Gelet op het bepaalde in artikel 28 lid 4 en artikel 25 lid 2 Fw zijn de door Woongoed Zeist gemaakte proceskosten na de datum van faillietverklaring van [gedaagde sub 1] in geval van niet-verschijning door de curator als boedelschuld aan te merken. Dit betekent dat de dagvaardingskosten, het griffierecht en een salarispunt volgens het toepasselijke liquidatietarief ter verificatie moeten worden ingediend. De explootkosten van oproeping van de curator en een half salarispunt volgens het toepasselijke liquidatietarief zijn als boedelschuld aan te merken.
Uitvoerbaar bij voorraad
3.9.
Tegen de door Woongoed Zeist gevorderde uitvoerbaar bij voorraadverklaring van de veroordeling, is [gedaagde sub 1] niet opgekomen. Evenmin zijn feiten en/of omstandigheden gebleken die deze vordering in de weg staan.
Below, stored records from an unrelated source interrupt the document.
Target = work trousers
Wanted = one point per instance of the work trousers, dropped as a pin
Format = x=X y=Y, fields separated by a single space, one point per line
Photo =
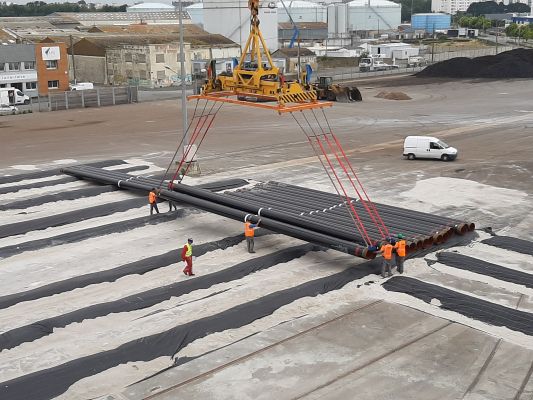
x=386 y=267
x=188 y=267
x=153 y=206
x=170 y=205
x=250 y=244
x=399 y=263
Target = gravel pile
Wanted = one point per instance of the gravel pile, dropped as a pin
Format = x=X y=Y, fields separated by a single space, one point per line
x=516 y=63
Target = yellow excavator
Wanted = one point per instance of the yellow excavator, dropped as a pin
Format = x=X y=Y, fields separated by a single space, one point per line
x=256 y=76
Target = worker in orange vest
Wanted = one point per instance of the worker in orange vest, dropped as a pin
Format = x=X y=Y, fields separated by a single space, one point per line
x=152 y=199
x=386 y=251
x=186 y=255
x=400 y=251
x=249 y=233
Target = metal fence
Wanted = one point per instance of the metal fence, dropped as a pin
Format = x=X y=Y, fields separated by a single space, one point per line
x=99 y=97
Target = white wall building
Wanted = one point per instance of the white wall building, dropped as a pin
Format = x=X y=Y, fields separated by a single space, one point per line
x=150 y=7
x=302 y=11
x=232 y=20
x=363 y=15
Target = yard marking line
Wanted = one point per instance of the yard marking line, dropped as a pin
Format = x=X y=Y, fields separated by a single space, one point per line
x=483 y=368
x=242 y=358
x=376 y=359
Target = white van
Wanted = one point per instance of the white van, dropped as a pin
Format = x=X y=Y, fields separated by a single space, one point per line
x=82 y=86
x=13 y=96
x=427 y=147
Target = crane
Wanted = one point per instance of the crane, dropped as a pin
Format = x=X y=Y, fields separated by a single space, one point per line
x=257 y=76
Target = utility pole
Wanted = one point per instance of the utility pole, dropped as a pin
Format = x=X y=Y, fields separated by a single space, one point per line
x=73 y=60
x=183 y=85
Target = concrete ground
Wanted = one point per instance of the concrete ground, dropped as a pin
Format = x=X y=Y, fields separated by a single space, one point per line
x=356 y=342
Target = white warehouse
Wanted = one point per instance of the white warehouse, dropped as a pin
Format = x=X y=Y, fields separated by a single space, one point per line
x=302 y=11
x=363 y=15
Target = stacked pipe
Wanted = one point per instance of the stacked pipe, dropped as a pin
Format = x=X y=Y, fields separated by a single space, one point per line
x=421 y=229
x=226 y=206
x=307 y=214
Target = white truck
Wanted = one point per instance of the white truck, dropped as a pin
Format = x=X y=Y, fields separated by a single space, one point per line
x=369 y=64
x=12 y=97
x=427 y=147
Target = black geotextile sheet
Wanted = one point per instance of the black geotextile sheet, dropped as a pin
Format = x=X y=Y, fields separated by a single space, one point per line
x=70 y=217
x=137 y=301
x=485 y=268
x=137 y=267
x=472 y=307
x=511 y=243
x=55 y=171
x=88 y=233
x=62 y=195
x=51 y=382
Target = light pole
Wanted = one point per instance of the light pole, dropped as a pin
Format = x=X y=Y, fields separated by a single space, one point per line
x=183 y=86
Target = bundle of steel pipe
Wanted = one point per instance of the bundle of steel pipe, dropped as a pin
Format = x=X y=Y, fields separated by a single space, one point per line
x=307 y=214
x=222 y=205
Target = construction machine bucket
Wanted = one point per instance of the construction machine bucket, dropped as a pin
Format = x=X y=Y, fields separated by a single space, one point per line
x=342 y=95
x=354 y=94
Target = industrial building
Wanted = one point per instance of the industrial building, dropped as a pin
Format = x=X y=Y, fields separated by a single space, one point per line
x=431 y=22
x=302 y=11
x=34 y=68
x=363 y=15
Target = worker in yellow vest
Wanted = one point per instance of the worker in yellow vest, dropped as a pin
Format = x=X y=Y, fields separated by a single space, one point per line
x=152 y=199
x=400 y=252
x=186 y=255
x=386 y=251
x=249 y=234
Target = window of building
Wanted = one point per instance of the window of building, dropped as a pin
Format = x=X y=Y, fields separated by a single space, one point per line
x=51 y=64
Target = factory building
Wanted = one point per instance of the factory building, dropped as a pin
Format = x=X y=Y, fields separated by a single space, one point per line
x=431 y=22
x=363 y=15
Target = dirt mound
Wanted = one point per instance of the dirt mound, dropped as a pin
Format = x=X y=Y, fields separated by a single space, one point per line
x=516 y=63
x=392 y=96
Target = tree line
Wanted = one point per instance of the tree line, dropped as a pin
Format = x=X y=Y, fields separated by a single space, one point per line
x=40 y=8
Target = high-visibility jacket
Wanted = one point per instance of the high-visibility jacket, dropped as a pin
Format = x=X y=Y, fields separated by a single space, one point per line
x=249 y=229
x=187 y=251
x=387 y=251
x=400 y=248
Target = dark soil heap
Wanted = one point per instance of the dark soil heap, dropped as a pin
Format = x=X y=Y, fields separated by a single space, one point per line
x=516 y=63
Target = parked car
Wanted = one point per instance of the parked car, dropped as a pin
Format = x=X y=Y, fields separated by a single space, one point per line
x=7 y=109
x=427 y=147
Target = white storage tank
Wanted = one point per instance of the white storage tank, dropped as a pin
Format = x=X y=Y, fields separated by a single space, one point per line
x=337 y=19
x=302 y=11
x=196 y=12
x=372 y=15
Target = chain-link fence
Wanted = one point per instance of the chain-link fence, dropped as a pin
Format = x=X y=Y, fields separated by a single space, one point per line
x=99 y=97
x=430 y=55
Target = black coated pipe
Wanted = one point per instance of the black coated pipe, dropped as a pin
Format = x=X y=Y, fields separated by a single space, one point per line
x=217 y=208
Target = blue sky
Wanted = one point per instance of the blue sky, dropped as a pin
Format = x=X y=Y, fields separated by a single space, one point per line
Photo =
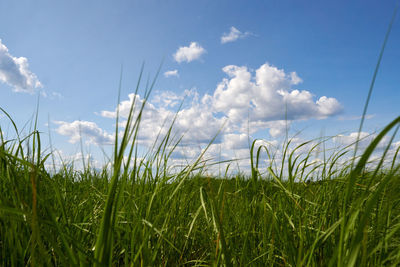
x=75 y=49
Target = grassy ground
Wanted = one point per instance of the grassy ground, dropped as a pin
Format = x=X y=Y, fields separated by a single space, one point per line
x=142 y=215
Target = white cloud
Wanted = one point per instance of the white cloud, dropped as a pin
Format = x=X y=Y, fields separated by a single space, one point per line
x=245 y=103
x=171 y=73
x=14 y=72
x=77 y=129
x=233 y=35
x=189 y=53
x=268 y=96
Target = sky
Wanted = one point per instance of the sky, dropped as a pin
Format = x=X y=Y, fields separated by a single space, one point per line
x=245 y=69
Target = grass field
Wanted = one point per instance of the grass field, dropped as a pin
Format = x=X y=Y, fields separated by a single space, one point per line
x=288 y=212
x=138 y=213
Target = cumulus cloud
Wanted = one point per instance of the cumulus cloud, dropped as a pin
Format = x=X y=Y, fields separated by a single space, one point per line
x=233 y=35
x=189 y=53
x=243 y=104
x=14 y=71
x=171 y=73
x=77 y=129
x=268 y=96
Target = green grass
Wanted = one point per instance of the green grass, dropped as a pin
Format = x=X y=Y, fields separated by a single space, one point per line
x=289 y=212
x=139 y=213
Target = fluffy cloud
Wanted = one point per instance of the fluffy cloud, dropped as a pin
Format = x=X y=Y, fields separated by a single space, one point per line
x=243 y=103
x=14 y=72
x=171 y=73
x=189 y=53
x=233 y=35
x=268 y=96
x=77 y=129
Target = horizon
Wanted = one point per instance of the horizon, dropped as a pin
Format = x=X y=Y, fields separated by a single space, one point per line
x=306 y=68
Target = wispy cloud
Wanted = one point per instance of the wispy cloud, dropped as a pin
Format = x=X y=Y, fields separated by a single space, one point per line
x=14 y=71
x=233 y=35
x=78 y=129
x=171 y=73
x=354 y=118
x=189 y=53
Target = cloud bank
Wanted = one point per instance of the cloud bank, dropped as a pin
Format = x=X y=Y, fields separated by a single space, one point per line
x=244 y=102
x=14 y=71
x=189 y=53
x=171 y=73
x=233 y=35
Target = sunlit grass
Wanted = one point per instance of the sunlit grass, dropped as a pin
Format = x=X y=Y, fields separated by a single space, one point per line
x=139 y=213
x=291 y=211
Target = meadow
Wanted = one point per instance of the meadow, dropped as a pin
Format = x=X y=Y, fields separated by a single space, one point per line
x=289 y=211
x=296 y=212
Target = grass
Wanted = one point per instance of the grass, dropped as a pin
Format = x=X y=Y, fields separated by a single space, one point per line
x=139 y=213
x=291 y=211
x=143 y=215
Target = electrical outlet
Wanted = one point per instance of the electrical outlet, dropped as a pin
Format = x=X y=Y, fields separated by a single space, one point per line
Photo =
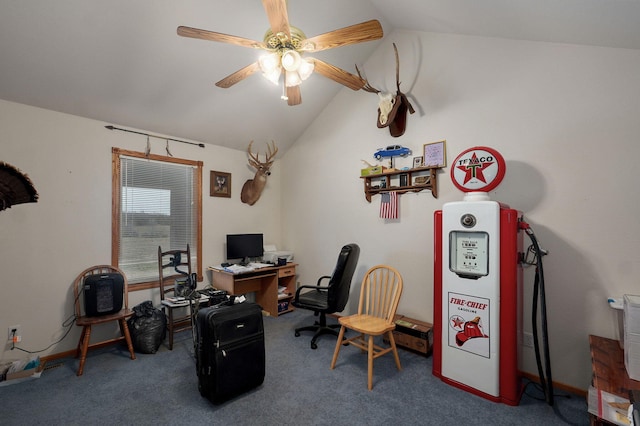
x=11 y=333
x=527 y=340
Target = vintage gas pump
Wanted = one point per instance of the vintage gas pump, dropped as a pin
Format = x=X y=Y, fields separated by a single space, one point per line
x=478 y=251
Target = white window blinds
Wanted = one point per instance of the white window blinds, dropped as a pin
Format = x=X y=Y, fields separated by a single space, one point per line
x=158 y=207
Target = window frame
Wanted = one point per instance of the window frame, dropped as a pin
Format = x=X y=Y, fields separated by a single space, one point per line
x=116 y=153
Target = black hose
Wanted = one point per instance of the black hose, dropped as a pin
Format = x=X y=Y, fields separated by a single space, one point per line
x=545 y=376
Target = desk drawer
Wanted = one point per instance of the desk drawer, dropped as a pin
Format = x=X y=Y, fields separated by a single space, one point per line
x=287 y=271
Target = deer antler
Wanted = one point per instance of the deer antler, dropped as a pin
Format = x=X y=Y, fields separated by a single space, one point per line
x=254 y=159
x=367 y=87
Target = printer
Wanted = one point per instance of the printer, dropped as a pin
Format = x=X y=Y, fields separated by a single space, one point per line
x=271 y=254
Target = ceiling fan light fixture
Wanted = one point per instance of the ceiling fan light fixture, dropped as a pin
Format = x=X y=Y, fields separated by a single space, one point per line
x=305 y=69
x=291 y=60
x=270 y=67
x=292 y=79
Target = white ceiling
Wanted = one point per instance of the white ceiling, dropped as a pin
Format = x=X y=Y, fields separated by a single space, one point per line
x=121 y=61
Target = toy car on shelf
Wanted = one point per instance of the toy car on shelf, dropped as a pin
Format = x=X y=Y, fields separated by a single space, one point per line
x=392 y=151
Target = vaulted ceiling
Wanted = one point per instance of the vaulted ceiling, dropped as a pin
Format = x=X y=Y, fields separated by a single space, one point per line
x=121 y=61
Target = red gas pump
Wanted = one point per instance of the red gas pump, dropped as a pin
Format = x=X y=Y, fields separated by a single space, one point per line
x=478 y=250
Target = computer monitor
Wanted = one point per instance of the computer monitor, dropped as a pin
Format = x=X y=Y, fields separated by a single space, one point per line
x=244 y=247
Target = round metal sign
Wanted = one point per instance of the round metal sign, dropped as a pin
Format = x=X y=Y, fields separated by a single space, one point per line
x=478 y=169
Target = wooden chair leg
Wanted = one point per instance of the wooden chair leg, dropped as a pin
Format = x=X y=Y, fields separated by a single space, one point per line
x=170 y=329
x=370 y=366
x=395 y=350
x=127 y=337
x=337 y=350
x=85 y=337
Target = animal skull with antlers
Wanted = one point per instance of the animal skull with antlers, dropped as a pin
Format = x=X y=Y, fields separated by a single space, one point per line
x=392 y=110
x=252 y=188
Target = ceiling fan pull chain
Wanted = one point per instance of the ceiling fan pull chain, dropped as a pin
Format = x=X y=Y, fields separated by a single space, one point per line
x=147 y=151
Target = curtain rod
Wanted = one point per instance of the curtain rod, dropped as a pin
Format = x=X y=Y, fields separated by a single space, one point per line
x=201 y=145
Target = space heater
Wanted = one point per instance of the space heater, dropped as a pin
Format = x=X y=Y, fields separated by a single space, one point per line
x=103 y=294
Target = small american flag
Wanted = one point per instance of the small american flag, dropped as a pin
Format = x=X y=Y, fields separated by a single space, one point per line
x=389 y=205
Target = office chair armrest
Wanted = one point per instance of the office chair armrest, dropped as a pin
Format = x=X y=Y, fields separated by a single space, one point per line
x=324 y=277
x=317 y=287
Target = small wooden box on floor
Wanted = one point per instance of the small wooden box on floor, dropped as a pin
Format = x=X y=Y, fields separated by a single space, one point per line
x=413 y=334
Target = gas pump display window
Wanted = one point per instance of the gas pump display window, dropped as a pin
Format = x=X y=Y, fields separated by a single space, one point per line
x=469 y=253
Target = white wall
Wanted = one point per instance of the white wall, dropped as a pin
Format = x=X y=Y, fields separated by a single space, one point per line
x=46 y=244
x=564 y=117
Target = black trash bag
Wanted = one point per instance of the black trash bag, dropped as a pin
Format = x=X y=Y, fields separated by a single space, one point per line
x=148 y=328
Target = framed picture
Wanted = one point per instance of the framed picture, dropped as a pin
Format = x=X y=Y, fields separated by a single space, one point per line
x=435 y=154
x=220 y=185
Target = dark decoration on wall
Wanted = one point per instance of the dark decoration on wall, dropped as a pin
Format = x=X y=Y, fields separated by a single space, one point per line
x=392 y=110
x=15 y=187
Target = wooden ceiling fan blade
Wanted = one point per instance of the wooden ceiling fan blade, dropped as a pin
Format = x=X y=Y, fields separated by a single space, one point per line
x=239 y=75
x=293 y=96
x=223 y=38
x=278 y=17
x=358 y=33
x=339 y=75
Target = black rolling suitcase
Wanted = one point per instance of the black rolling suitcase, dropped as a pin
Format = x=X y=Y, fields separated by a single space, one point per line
x=230 y=355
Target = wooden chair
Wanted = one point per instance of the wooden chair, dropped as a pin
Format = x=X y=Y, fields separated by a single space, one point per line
x=178 y=314
x=86 y=322
x=379 y=297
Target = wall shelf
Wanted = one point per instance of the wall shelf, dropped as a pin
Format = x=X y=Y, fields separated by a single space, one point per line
x=417 y=179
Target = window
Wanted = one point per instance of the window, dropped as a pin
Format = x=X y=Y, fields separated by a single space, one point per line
x=156 y=201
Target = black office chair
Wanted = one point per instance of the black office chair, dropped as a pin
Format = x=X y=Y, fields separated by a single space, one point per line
x=323 y=300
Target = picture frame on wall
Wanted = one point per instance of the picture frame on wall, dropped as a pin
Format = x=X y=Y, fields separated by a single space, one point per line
x=220 y=184
x=435 y=154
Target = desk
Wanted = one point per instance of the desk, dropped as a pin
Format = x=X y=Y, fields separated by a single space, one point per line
x=264 y=282
x=609 y=373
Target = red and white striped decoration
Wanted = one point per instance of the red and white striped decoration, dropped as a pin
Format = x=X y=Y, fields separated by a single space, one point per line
x=389 y=205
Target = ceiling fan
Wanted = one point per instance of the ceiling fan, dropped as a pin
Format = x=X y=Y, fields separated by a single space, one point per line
x=285 y=46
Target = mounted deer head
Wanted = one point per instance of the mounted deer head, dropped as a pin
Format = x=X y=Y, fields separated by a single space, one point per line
x=392 y=110
x=252 y=188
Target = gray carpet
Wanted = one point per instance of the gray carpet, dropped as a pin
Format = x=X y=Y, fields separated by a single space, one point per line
x=299 y=389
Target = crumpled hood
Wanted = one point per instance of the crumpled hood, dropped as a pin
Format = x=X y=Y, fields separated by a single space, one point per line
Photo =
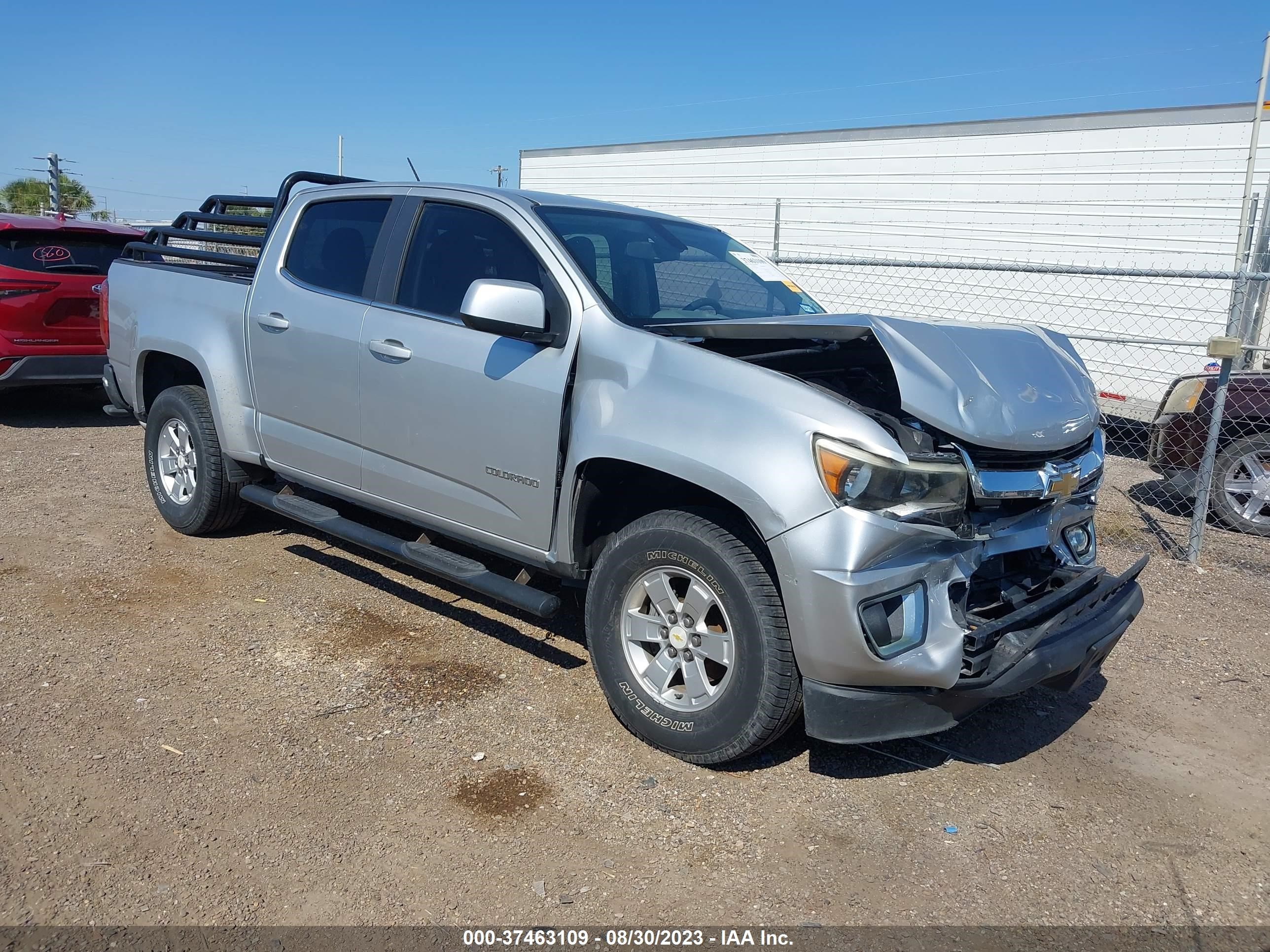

Deze vordering wordt daarom toegewezen.
4.De beslissing
De kantonrechter:
4.1.
ontbindt de tussen Woongoed Zeist en [gedaagde sub 1] gesloten huurovereenkomst betreffende het gehuurde gelegen aan het adres [adres] te [plaats 2] ;
4.2.
veroordeelt [gedaagde sub 1] om de woning binnen veertien dagen na betekening van dit vonnis met alle zich daarin bevindende personen en goederen te ontruimen en te verlaten en met afgifte der sleutels ter vrije en algehele beschikking van Woongoed Zeist te stellen;
4.3.
veroordeelt [gedaagde sub 1] om aan Woongoed Zeist te betalen € 838,63 per maand vanaf de faillietverklaring van [gedaagde sub 1] (op 23 februari 2021) tot en met de maand juni 2021 en te betalen € 843,63 per maand vanaf de maand juli 2021 tot de maand waarin de ontruiming plaatsvindt, een ingegane maand voor een volle gerekend, voor zover betaling van de huurtermijnen in deze periode nog niet heeft plaatsgevonden;
4.4.
veroordeelt [gedaagde sub 1] tot betaling van de proceskosten aan de kant van Woongoed Zeist, tot de uitspraak van dit vonnis begroot op € 1.090,43, waarin begrepen € 373,50 aan salaris gemachtigde en waarvan € 228,33 als boedelschuld is aan te merken;
4.5.
verklaart dit vonnis uitvoerbaar bij voorraad;
4.6.
wijst het meer of anders gevorderde af.
Dit vonnis is gewezen door mr. F.H. Charbon, kantonrechter, en is in aanwezigheid van de griffier in het openbaar uitgesproken op 3 augustus 2022.